The camera moves in closer, a full frame shot of Jerry with
his cheeks raw and red and his head wrapped in gauze as his father wails off camera. Jerry blinks and shakes his head, looks once more around the room and down at his casket, then turns and stares straight into the lens and says, “Dude, is that my video camera?”

Since the service was closed casket, the mortician opted not to sew Jerry's mouth shut. I should have been so lucky. My mortician was a stickler for details. A real by-the-book kind of guy. Packed my external body cavities with cotton soaked in autopsy gel and dressed me in a skin-tight plastic body suit under my clothes to control the leakage of any body fluids. I had a hell of a time getting out of that damn thing.

“Okay,” says Helen, once we've all gathered behind the main mausoleum. “I want everyone to sp end the next ten minutes on your own. Empty your minds of all negative thoughts, all preconceived notions of who you are, and connect with the universe. Let your minds drift. Don't force it. Allow yourselves to feel the moment and just be.”

Sometimes I wonder how much acid Helen's mother took while she was pregnant with her.

Everyone wanders off in different directions while Helen remains at the mausoleum, watching all of us like a yard duty volunteer at lunch recess. Within moments, everyone is consumed by the darkness, though I can spot the embers of Naomi's cigarette floating off to my right.

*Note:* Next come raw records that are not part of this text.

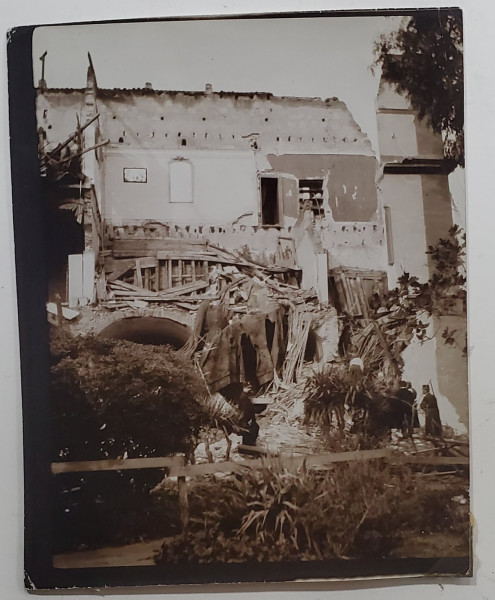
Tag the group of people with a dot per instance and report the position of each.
(427, 404)
(407, 396)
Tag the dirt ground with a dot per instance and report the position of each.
(283, 432)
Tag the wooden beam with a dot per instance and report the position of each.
(120, 464)
(183, 502)
(138, 278)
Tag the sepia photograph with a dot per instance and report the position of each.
(241, 274)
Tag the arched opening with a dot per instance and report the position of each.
(313, 350)
(155, 331)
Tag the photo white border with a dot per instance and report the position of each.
(478, 30)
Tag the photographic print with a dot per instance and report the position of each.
(241, 270)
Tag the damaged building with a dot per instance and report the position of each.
(159, 196)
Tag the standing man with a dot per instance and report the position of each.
(429, 405)
(406, 395)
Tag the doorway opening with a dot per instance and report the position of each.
(269, 201)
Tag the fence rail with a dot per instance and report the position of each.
(176, 466)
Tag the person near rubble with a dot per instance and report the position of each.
(429, 406)
(248, 426)
(406, 395)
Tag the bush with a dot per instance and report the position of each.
(353, 511)
(112, 397)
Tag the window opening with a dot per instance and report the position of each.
(311, 195)
(181, 187)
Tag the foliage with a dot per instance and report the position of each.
(113, 397)
(325, 391)
(424, 60)
(271, 514)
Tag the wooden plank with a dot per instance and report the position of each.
(88, 274)
(75, 279)
(209, 469)
(322, 277)
(148, 262)
(432, 460)
(118, 268)
(171, 298)
(385, 347)
(183, 502)
(180, 275)
(134, 288)
(289, 462)
(362, 296)
(138, 279)
(121, 464)
(187, 288)
(169, 274)
(123, 248)
(162, 276)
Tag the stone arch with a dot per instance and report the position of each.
(156, 331)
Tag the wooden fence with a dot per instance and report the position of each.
(176, 466)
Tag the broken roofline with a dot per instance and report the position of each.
(146, 91)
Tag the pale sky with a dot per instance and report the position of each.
(325, 57)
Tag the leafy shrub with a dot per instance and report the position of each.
(112, 397)
(354, 510)
(325, 392)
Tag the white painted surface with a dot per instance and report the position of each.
(322, 277)
(403, 193)
(224, 186)
(88, 277)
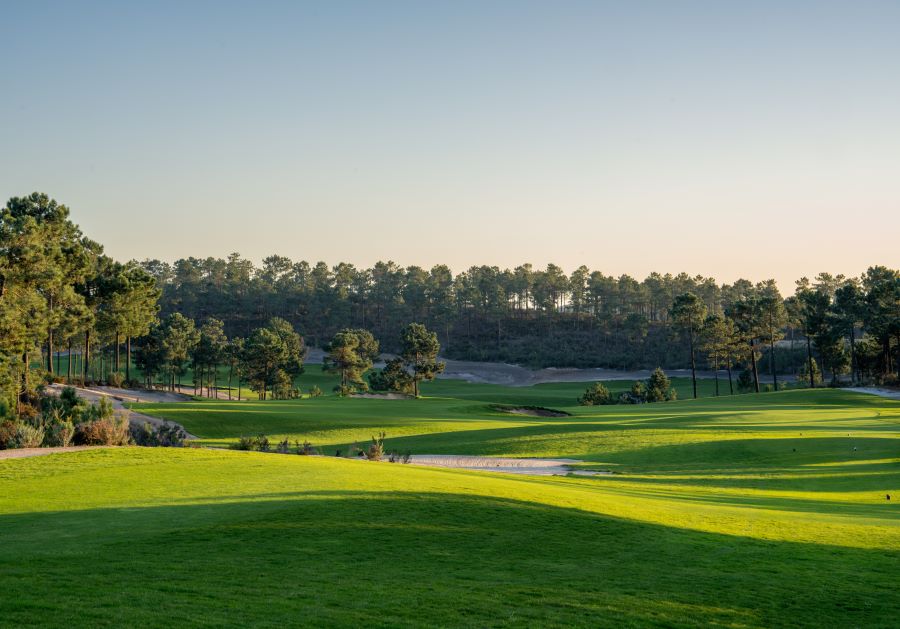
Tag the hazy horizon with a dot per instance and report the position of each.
(722, 140)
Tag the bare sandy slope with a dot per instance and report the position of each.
(533, 467)
(888, 393)
(518, 376)
(119, 397)
(22, 453)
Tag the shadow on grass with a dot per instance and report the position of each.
(350, 558)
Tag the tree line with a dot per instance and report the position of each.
(68, 311)
(545, 317)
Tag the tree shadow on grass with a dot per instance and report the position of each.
(350, 558)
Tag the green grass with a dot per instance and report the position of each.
(750, 510)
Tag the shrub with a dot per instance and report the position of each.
(163, 436)
(108, 431)
(745, 381)
(803, 374)
(20, 435)
(596, 394)
(59, 433)
(376, 448)
(659, 388)
(393, 377)
(244, 443)
(7, 430)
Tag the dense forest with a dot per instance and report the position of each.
(540, 317)
(69, 312)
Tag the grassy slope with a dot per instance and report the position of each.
(745, 511)
(176, 537)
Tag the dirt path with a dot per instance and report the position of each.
(888, 393)
(24, 453)
(119, 397)
(532, 467)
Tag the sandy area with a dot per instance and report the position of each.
(893, 394)
(534, 467)
(22, 453)
(382, 396)
(518, 376)
(118, 397)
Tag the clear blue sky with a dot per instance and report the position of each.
(755, 139)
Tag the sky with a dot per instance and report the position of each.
(729, 139)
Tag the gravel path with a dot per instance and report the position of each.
(892, 394)
(23, 453)
(119, 397)
(532, 467)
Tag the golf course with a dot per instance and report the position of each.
(748, 511)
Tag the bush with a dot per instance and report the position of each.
(165, 436)
(595, 395)
(20, 435)
(109, 431)
(803, 374)
(745, 381)
(59, 433)
(376, 448)
(244, 443)
(393, 377)
(659, 388)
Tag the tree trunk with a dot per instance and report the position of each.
(716, 371)
(86, 359)
(812, 381)
(50, 351)
(755, 370)
(772, 362)
(693, 362)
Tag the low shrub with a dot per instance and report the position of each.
(59, 433)
(244, 443)
(20, 435)
(595, 395)
(163, 436)
(376, 448)
(108, 431)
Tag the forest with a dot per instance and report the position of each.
(69, 312)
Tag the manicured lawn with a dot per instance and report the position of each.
(753, 511)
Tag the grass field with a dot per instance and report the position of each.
(763, 511)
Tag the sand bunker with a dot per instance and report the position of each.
(532, 411)
(382, 396)
(534, 467)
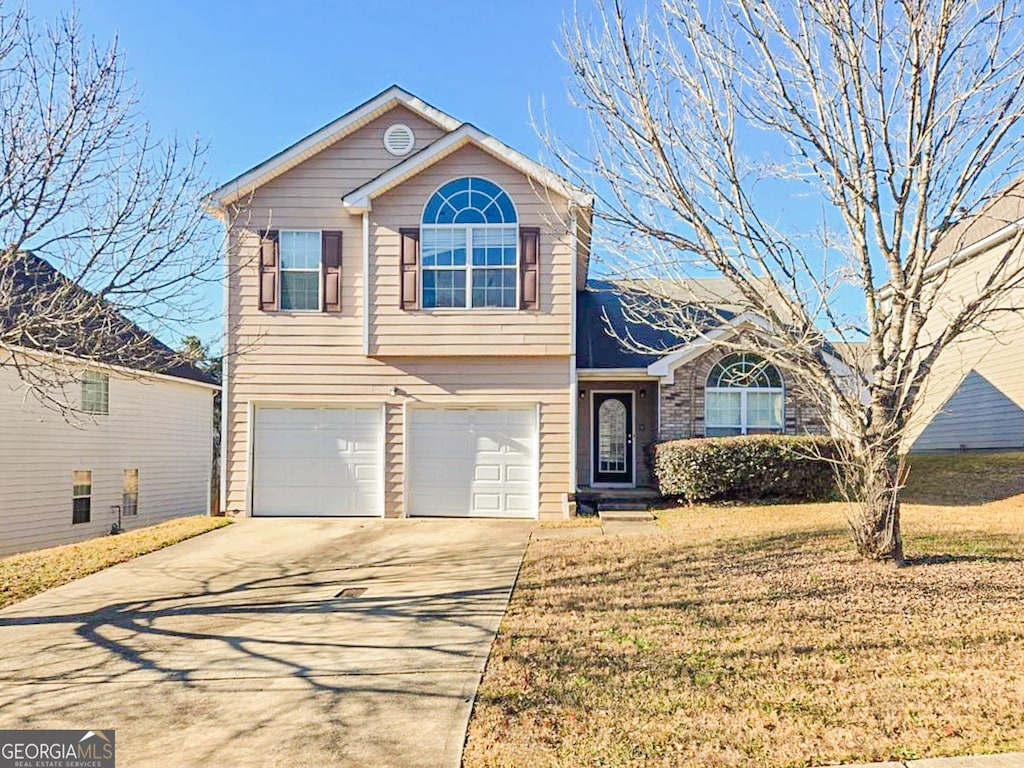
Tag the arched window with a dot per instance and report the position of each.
(469, 246)
(743, 395)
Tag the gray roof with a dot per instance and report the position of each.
(604, 333)
(104, 336)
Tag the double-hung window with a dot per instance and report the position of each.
(300, 270)
(129, 493)
(743, 395)
(469, 247)
(81, 496)
(95, 393)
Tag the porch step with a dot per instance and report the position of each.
(622, 505)
(625, 515)
(617, 501)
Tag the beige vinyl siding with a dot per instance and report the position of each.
(471, 332)
(993, 354)
(317, 357)
(162, 428)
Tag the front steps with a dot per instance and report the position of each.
(621, 504)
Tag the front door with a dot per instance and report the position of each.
(613, 437)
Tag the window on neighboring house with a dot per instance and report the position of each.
(743, 395)
(129, 493)
(81, 496)
(95, 392)
(469, 247)
(300, 270)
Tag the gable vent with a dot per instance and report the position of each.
(398, 139)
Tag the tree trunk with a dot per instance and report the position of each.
(876, 515)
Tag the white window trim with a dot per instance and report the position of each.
(75, 497)
(469, 266)
(125, 494)
(103, 380)
(318, 270)
(743, 426)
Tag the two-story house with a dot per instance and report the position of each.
(411, 332)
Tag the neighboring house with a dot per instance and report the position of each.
(975, 396)
(412, 333)
(137, 438)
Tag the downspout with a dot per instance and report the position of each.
(225, 382)
(366, 283)
(573, 379)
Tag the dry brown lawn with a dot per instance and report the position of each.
(754, 636)
(31, 572)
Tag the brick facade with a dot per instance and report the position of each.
(683, 402)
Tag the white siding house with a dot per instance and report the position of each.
(100, 424)
(158, 429)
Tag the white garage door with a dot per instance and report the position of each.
(472, 462)
(317, 462)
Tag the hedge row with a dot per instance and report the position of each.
(748, 468)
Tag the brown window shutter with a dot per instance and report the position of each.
(529, 267)
(410, 268)
(331, 256)
(269, 268)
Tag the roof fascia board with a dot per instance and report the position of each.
(622, 374)
(133, 372)
(325, 136)
(360, 199)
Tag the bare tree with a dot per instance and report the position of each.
(818, 156)
(99, 221)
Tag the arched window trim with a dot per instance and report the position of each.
(743, 425)
(503, 298)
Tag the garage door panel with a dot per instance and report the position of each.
(518, 473)
(317, 461)
(472, 462)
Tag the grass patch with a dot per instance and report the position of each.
(29, 573)
(756, 636)
(952, 479)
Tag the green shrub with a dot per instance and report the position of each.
(748, 468)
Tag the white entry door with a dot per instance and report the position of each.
(317, 462)
(477, 462)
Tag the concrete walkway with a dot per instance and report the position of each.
(1007, 760)
(241, 647)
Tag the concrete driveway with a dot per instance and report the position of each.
(235, 648)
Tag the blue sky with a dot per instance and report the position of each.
(251, 78)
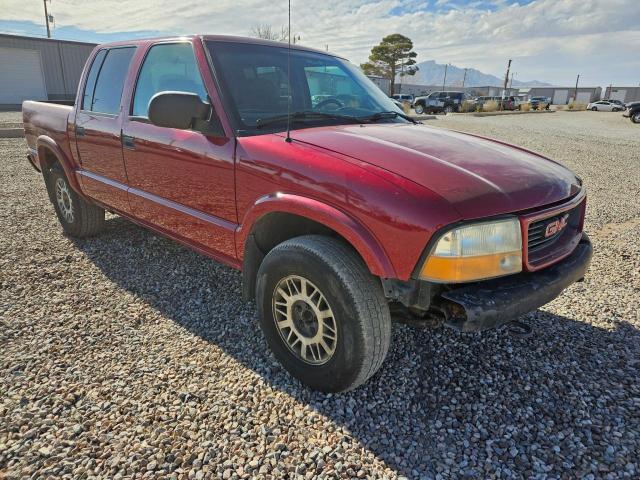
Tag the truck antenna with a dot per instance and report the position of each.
(288, 139)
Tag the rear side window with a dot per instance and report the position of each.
(91, 80)
(110, 82)
(167, 67)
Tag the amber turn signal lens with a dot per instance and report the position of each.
(467, 269)
(475, 252)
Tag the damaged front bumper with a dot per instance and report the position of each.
(491, 303)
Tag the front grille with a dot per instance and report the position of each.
(541, 247)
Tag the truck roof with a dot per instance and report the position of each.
(217, 38)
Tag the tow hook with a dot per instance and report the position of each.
(519, 329)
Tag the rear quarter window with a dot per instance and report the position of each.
(110, 82)
(90, 85)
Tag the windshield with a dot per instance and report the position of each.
(255, 85)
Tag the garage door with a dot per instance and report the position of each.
(618, 95)
(21, 76)
(584, 97)
(560, 97)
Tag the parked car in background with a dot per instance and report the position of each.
(617, 102)
(542, 103)
(633, 112)
(335, 212)
(507, 103)
(403, 97)
(440, 102)
(604, 106)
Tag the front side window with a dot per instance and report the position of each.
(167, 67)
(110, 81)
(324, 89)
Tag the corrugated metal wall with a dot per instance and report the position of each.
(62, 62)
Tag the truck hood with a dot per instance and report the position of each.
(478, 176)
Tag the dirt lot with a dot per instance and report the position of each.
(128, 355)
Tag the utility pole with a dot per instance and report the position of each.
(46, 18)
(444, 80)
(506, 81)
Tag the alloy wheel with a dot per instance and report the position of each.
(304, 320)
(63, 199)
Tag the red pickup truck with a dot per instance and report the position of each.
(341, 212)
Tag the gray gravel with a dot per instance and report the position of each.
(127, 355)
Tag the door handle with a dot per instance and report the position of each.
(128, 142)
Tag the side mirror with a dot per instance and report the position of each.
(177, 110)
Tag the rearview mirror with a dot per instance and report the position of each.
(177, 110)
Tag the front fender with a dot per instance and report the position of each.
(349, 228)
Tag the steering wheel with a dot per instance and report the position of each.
(330, 101)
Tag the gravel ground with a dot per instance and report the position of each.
(129, 356)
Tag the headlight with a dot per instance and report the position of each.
(475, 252)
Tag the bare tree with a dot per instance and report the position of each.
(266, 31)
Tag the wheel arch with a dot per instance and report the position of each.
(49, 153)
(277, 218)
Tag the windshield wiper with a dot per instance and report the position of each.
(386, 114)
(304, 115)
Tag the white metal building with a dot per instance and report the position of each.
(39, 69)
(624, 94)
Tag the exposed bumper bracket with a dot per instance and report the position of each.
(489, 304)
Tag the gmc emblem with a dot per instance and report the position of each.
(556, 226)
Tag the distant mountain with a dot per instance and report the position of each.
(432, 73)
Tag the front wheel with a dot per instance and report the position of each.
(323, 314)
(77, 217)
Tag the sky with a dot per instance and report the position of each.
(548, 40)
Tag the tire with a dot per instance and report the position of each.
(350, 299)
(78, 218)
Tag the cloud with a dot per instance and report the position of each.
(550, 40)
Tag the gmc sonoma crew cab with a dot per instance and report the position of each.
(339, 211)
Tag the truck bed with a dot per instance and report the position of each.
(44, 118)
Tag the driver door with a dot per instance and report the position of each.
(181, 181)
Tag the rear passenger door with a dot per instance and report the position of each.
(98, 125)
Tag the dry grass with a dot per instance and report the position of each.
(577, 106)
(490, 106)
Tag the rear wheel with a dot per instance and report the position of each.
(77, 217)
(323, 314)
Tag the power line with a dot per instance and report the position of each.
(46, 18)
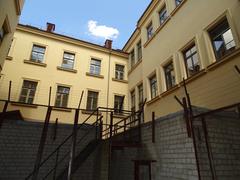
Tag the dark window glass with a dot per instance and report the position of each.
(38, 53)
(140, 96)
(169, 75)
(28, 92)
(118, 103)
(3, 31)
(95, 66)
(191, 60)
(133, 101)
(132, 57)
(68, 60)
(139, 49)
(222, 39)
(119, 72)
(62, 96)
(163, 15)
(149, 31)
(92, 100)
(153, 86)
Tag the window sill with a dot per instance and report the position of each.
(95, 75)
(134, 66)
(177, 8)
(118, 115)
(169, 91)
(223, 60)
(35, 63)
(119, 80)
(90, 112)
(153, 100)
(66, 69)
(24, 105)
(62, 109)
(10, 58)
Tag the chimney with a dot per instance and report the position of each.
(50, 27)
(108, 44)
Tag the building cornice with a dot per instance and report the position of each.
(70, 40)
(140, 22)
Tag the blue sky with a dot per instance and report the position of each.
(90, 20)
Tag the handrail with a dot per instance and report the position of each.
(69, 150)
(63, 142)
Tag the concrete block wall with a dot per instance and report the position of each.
(19, 141)
(172, 150)
(223, 138)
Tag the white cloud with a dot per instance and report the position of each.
(102, 30)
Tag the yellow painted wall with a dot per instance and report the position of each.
(190, 21)
(16, 71)
(8, 10)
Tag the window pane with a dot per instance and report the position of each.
(222, 39)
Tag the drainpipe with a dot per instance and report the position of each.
(108, 44)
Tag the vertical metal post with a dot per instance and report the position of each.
(73, 145)
(55, 167)
(210, 157)
(42, 140)
(153, 127)
(55, 129)
(139, 127)
(111, 124)
(190, 113)
(9, 96)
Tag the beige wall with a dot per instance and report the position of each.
(9, 12)
(17, 70)
(190, 21)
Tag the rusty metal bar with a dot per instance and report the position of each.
(43, 139)
(210, 156)
(41, 144)
(55, 129)
(190, 113)
(237, 69)
(56, 164)
(73, 145)
(153, 127)
(9, 96)
(186, 116)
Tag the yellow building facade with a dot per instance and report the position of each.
(9, 16)
(40, 59)
(198, 41)
(194, 40)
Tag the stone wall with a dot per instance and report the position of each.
(19, 141)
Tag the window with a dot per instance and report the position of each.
(118, 103)
(119, 72)
(3, 31)
(169, 75)
(178, 2)
(191, 60)
(140, 96)
(139, 49)
(92, 100)
(38, 53)
(163, 15)
(68, 60)
(153, 86)
(149, 31)
(222, 39)
(133, 101)
(95, 66)
(132, 57)
(28, 92)
(62, 96)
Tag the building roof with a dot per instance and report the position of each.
(57, 36)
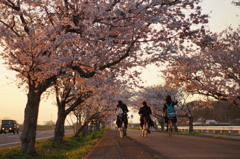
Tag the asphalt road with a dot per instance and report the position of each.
(9, 139)
(161, 146)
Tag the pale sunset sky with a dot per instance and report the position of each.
(13, 100)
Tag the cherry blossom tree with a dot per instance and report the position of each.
(213, 72)
(43, 40)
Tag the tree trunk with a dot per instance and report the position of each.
(81, 129)
(59, 128)
(28, 136)
(190, 124)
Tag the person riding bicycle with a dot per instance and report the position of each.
(122, 115)
(169, 103)
(145, 112)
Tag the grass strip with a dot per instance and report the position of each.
(70, 148)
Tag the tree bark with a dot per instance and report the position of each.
(28, 136)
(59, 128)
(190, 124)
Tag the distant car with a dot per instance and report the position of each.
(197, 123)
(211, 122)
(9, 126)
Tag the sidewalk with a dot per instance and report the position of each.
(231, 137)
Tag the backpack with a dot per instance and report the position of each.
(170, 110)
(119, 111)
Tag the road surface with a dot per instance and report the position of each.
(161, 146)
(9, 139)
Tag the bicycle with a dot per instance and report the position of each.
(122, 128)
(170, 126)
(145, 129)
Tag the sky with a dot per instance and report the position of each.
(13, 100)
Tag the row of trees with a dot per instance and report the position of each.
(50, 43)
(79, 49)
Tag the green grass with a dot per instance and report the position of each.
(71, 148)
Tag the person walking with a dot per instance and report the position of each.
(123, 114)
(170, 103)
(145, 112)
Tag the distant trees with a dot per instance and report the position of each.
(213, 71)
(44, 40)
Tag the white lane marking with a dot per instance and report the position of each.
(9, 143)
(12, 143)
(36, 139)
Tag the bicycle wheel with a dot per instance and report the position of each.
(121, 132)
(170, 128)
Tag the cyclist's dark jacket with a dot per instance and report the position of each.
(123, 107)
(165, 110)
(145, 111)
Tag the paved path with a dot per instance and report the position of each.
(160, 146)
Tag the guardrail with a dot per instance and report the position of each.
(221, 129)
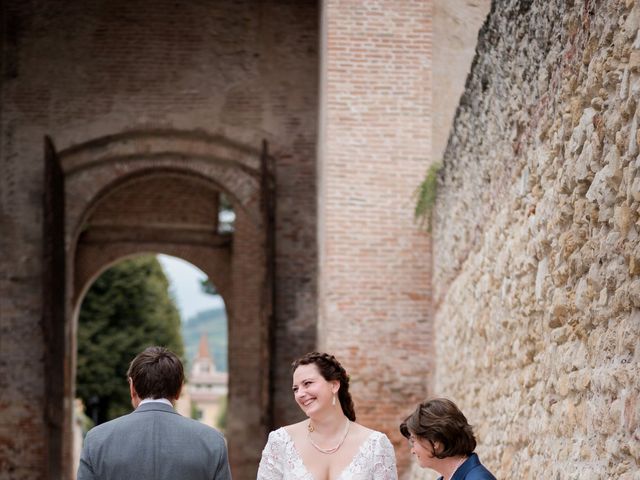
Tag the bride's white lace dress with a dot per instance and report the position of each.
(375, 460)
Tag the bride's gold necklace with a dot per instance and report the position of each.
(327, 450)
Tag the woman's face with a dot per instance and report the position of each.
(311, 391)
(423, 451)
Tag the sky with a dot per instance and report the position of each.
(185, 287)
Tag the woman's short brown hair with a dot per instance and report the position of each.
(440, 420)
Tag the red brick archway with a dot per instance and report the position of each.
(158, 191)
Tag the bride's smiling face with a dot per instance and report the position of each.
(311, 391)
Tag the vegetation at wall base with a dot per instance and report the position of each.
(426, 194)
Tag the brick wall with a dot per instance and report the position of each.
(374, 262)
(78, 71)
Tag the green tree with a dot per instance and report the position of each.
(127, 309)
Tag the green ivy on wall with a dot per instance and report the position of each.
(426, 196)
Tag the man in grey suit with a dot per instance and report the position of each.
(154, 442)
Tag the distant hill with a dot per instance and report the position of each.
(213, 322)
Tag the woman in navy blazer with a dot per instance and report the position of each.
(442, 440)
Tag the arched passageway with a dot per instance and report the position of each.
(160, 192)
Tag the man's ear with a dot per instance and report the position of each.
(135, 400)
(179, 392)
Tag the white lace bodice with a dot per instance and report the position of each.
(375, 460)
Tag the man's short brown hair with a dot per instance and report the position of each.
(156, 373)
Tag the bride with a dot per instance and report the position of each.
(329, 445)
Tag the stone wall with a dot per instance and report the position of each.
(536, 248)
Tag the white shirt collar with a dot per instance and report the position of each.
(161, 400)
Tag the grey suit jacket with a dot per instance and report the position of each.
(154, 443)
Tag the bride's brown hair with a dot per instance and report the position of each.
(330, 369)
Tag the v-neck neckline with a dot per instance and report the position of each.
(304, 467)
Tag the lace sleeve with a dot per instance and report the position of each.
(384, 460)
(272, 456)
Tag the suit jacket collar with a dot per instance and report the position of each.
(468, 465)
(155, 407)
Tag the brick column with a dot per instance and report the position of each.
(374, 287)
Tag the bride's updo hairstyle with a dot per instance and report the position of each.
(330, 369)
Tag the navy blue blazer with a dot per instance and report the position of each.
(472, 469)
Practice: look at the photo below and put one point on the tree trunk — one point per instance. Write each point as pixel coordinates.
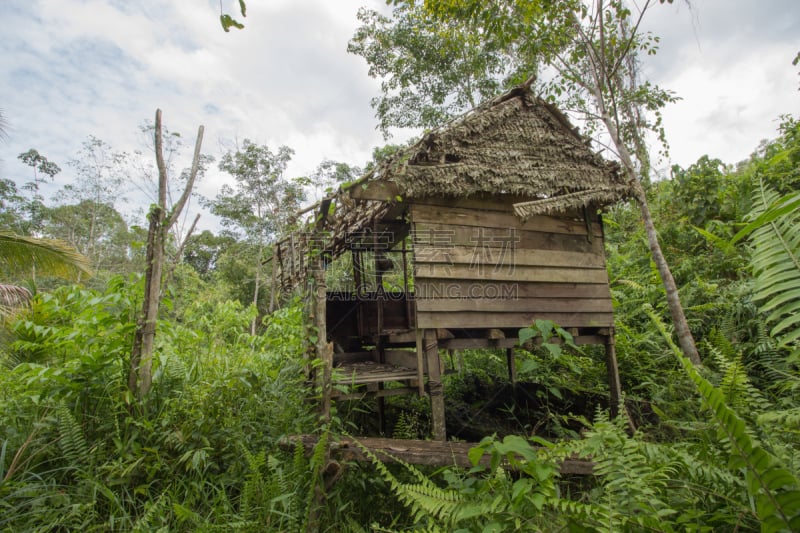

I try to follow Helen's advice, focusing on nothing, attempting to clear my mind. It doesn't work. All I can think about is Rita and Rachel. Rachel and Rita. One who shared ten years of my life, the other who shared ten minutes with me in an Animal Control van. One who smelled of lavender soap and White Linen, the other who smells faintly of decomposing flesh. One who is dead and cold, the other who is undead and hot.

Not exactly the type of relationship dilemma I thought I'd ever be having.

While part of me acknowledges the commitment I shared with Rachel and the grief that still overwhelms me at times, another part realizes that we've been separated by something more than just death. We've been separated by culture. By class. By the difference that exists between the living and the undead. Even if Rachel had survived, we wouldn't have been able to remain a couple. The issues with raising our daughter aside, Breathers don't tend to reconcile with their undead spouses. At least this way, it's easier. This way, no one's feelings have to get hurt. This way, there's no choice that has to be made.

Except I realize, that's not entirely true. I do have to make a choice. My wife is dead and buried beneath six feet of dirt while Rita is right here, undead and not breathing. One of me. And as one of the undead, my options for romance are pretty limited. I haven't been to any of the zombie singles’ mixers, but I hear they're a regular maggot-fest.